Mientras observaba parada la vista tan hermosa como extraña, se percató de que se aproximaba hacia a ella un grupo conformado por las personas más raras que había visto jamás. No eran tan altos como los adultos que conocía, pero tampoco eran pequeños, parecían ser tan altos como ella, quien era alta para una niña de su edad, aunque parecían, a primera vista, ser mucho más grandes en edad que ella.
El grupo estaba conformado por dos hombres y una mujer, todos vestidos con ropa extraña. Llevaban unos sombreros redondos que tenían una punta alargada que se extendía hasta un pie por encima de sus cabezas y campanitas en las alas que tintineaba a cada paso que daban. Los sombreros de los hombres eran azules, mientras que el de la mujer era pequeño y blanco. La mujer vestía un vestido blanco que colgaba haciendo pliegues desde sus hombros, el vestido tenía estrellas que brillaban al sol como si se tratara de diamantes. Los hombres estaban vestidos del mismo tono de azul que sus sombreros y usaban botas bien lustradas que lucían un doblez de un azul más obscuro. Dorothy pensó que los hombres debían ser de la edad del tío Henry, pues dos de ellos tenían barba. Pero la mujercita era sin lugar a dudas mucho más grande, pues su cara estaba cubierta de arrugas, su cabello era casi blanco y caminaba con dificultad.

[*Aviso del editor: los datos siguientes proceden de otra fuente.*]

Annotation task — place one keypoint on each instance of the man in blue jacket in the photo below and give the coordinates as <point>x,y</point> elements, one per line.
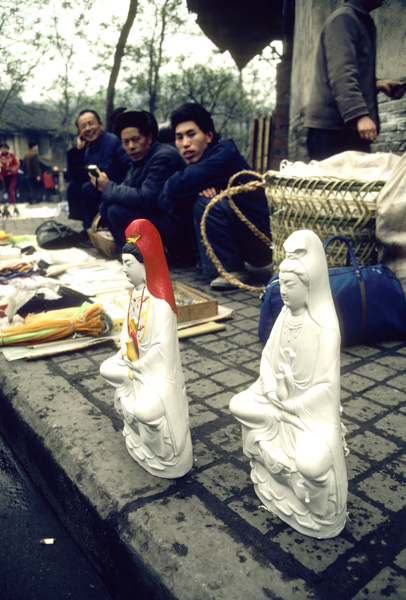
<point>210,164</point>
<point>93,147</point>
<point>137,197</point>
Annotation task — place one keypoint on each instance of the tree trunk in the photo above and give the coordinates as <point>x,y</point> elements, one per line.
<point>118,56</point>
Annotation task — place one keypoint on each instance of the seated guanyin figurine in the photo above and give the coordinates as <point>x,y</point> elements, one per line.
<point>290,416</point>
<point>147,372</point>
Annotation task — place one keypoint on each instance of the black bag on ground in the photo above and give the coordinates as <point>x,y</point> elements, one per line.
<point>56,236</point>
<point>369,301</point>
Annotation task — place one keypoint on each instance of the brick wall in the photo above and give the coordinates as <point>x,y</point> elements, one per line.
<point>392,137</point>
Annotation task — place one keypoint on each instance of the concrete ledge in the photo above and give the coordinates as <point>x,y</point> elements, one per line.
<point>147,536</point>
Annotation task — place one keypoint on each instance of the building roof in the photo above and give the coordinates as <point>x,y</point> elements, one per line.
<point>243,27</point>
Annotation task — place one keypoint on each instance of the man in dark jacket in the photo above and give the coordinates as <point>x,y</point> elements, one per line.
<point>93,147</point>
<point>211,163</point>
<point>342,112</point>
<point>137,197</point>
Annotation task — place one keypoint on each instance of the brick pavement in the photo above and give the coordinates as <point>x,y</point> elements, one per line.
<point>205,535</point>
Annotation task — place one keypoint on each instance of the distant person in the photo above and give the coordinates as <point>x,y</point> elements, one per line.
<point>32,171</point>
<point>137,196</point>
<point>9,164</point>
<point>210,164</point>
<point>48,177</point>
<point>342,112</point>
<point>93,147</point>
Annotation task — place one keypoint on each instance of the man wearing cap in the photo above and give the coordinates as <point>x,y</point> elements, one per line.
<point>137,197</point>
<point>93,147</point>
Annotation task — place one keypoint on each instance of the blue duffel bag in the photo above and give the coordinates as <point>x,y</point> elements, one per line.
<point>369,301</point>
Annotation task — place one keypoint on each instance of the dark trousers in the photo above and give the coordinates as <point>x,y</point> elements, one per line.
<point>84,201</point>
<point>171,229</point>
<point>232,242</point>
<point>323,143</point>
<point>11,182</point>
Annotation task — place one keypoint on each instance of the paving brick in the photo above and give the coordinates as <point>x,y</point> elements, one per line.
<point>362,517</point>
<point>387,396</point>
<point>393,424</point>
<point>200,414</point>
<point>206,366</point>
<point>314,554</point>
<point>375,371</point>
<point>387,584</point>
<point>372,446</point>
<point>223,481</point>
<point>355,383</point>
<point>361,409</point>
<point>383,488</point>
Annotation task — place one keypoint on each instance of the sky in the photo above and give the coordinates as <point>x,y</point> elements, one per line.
<point>192,43</point>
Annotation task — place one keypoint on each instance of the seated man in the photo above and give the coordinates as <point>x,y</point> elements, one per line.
<point>210,165</point>
<point>93,147</point>
<point>137,196</point>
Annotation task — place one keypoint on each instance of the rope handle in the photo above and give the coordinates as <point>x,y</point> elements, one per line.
<point>251,186</point>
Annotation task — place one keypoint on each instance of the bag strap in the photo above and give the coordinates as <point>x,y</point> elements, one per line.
<point>350,252</point>
<point>358,273</point>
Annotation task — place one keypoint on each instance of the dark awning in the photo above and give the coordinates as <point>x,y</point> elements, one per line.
<point>243,27</point>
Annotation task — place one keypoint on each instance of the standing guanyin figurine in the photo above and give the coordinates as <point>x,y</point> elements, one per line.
<point>147,372</point>
<point>290,416</point>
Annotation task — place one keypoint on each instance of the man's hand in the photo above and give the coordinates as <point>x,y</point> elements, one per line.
<point>99,182</point>
<point>367,129</point>
<point>393,89</point>
<point>208,192</point>
<point>80,143</point>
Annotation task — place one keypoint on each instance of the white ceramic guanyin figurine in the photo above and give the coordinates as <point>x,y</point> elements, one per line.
<point>147,372</point>
<point>290,416</point>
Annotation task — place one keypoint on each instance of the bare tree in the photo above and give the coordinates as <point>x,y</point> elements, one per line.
<point>118,56</point>
<point>20,27</point>
<point>64,48</point>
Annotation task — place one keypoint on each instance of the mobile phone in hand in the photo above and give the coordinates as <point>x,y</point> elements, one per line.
<point>94,170</point>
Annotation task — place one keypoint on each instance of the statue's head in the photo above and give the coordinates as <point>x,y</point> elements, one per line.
<point>133,265</point>
<point>305,257</point>
<point>144,244</point>
<point>294,285</point>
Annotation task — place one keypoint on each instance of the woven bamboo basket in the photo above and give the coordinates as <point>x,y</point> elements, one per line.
<point>327,207</point>
<point>102,239</point>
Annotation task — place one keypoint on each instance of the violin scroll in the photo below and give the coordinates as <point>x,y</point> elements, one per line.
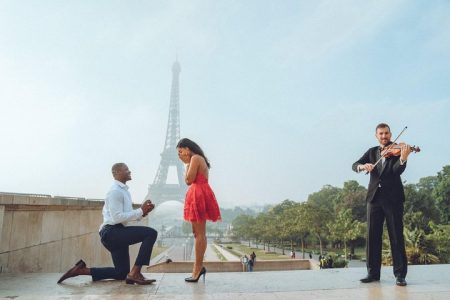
<point>395,150</point>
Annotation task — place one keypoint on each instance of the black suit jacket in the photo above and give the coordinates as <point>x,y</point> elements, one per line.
<point>388,178</point>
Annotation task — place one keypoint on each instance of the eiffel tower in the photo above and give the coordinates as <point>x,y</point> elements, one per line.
<point>161,191</point>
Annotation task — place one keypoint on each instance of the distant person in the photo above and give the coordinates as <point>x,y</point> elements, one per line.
<point>116,235</point>
<point>330,262</point>
<point>320,261</point>
<point>385,197</point>
<point>244,261</point>
<point>250,264</point>
<point>200,204</point>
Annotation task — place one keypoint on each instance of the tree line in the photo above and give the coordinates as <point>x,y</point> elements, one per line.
<point>336,217</point>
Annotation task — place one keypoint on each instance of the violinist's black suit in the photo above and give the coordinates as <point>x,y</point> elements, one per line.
<point>385,197</point>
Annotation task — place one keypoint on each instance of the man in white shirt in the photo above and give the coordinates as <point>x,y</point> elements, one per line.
<point>116,236</point>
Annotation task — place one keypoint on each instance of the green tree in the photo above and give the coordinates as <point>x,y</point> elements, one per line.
<point>439,236</point>
<point>441,193</point>
<point>345,228</point>
<point>353,196</point>
<point>315,218</point>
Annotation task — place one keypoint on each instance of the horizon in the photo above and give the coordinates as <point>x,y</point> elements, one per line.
<point>282,98</point>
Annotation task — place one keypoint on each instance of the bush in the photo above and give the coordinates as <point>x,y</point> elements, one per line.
<point>340,264</point>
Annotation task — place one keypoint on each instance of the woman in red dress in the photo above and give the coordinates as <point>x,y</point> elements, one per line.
<point>200,203</point>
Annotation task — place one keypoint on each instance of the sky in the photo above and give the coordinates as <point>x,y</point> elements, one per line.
<point>283,96</point>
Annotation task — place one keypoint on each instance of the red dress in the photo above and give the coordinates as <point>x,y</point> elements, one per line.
<point>200,203</point>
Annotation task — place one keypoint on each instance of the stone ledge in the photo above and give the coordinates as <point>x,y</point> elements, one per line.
<point>232,266</point>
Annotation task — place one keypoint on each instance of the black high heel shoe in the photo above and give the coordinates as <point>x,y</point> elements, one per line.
<point>192,279</point>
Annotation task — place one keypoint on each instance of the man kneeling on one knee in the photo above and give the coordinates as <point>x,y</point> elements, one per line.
<point>116,236</point>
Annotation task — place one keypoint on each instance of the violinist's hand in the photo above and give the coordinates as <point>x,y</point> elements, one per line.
<point>405,151</point>
<point>367,167</point>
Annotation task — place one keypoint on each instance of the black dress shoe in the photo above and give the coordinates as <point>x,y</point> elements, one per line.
<point>192,279</point>
<point>140,280</point>
<point>400,281</point>
<point>369,278</point>
<point>73,271</point>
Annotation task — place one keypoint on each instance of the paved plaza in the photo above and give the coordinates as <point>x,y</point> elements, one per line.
<point>424,282</point>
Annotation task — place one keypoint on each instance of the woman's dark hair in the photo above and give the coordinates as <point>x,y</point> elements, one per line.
<point>191,145</point>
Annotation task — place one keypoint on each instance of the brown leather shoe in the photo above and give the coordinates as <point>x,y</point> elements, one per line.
<point>74,271</point>
<point>140,279</point>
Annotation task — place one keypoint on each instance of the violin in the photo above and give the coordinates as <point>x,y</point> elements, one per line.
<point>395,150</point>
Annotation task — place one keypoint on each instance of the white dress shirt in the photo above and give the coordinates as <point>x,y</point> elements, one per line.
<point>118,207</point>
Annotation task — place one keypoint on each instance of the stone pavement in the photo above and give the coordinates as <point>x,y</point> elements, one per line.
<point>424,282</point>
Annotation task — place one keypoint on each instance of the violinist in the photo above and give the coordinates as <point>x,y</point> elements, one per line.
<point>385,197</point>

Cuando las personitas se acercaron a la casa de Dorothy desde cuya entrada ella los veía, se detuvieron a susurrar entre ellos como si tuvieran miedo de seguirse acercando. Pero la mujercita caminó hacia Dorothy, hizo una reverencia muy pronunciada y dijo con una voz muy dulce:
—Bienvenida seas, noble hechicera, a la tierra de los munchkins. Estamos profundamente agradecidos contigo por haber matado a la Bruja Malvada del Este y de esa manera haber liberado a nuestro pueblo de la esclavitud.
Dorothy escuchó maravillada el discurso. ¿Qué querría decir la ancianita al llamarla “hechicera” y al decir que ella había matado a la Bruja Malvada del Este? Dorothy era uno niña inocente e inofensiva que se encontraba a muchas millas de su hogar al haber sido arrastrada por un ciclón y nunca había matado a nada en toda su vida.
Pero la viejecita esperaba evidentemente una respuesta, así que Dorothy dijo sin dudar:
—Es usted muy amable, pero seguramente debe de haber un error, verá, no he matado a nadie.
—Pues si no fuiste tú, lo hizo tu casa —respondió la mujercita con una risa— y da lo mismo. ¡Mira! —continuó, señalando a la esquina de la casa— ahí están sus dos pies, asomándose desde ese bloque de madera.
Dorothy observó lo que la ancianita le señalaba y dio un grito to de terror pues ahí, justo bajo la esquina de la gran viga que sostenía a la casa, sobresalían dos pies vestidos con zapatos plateados y puntiagudos.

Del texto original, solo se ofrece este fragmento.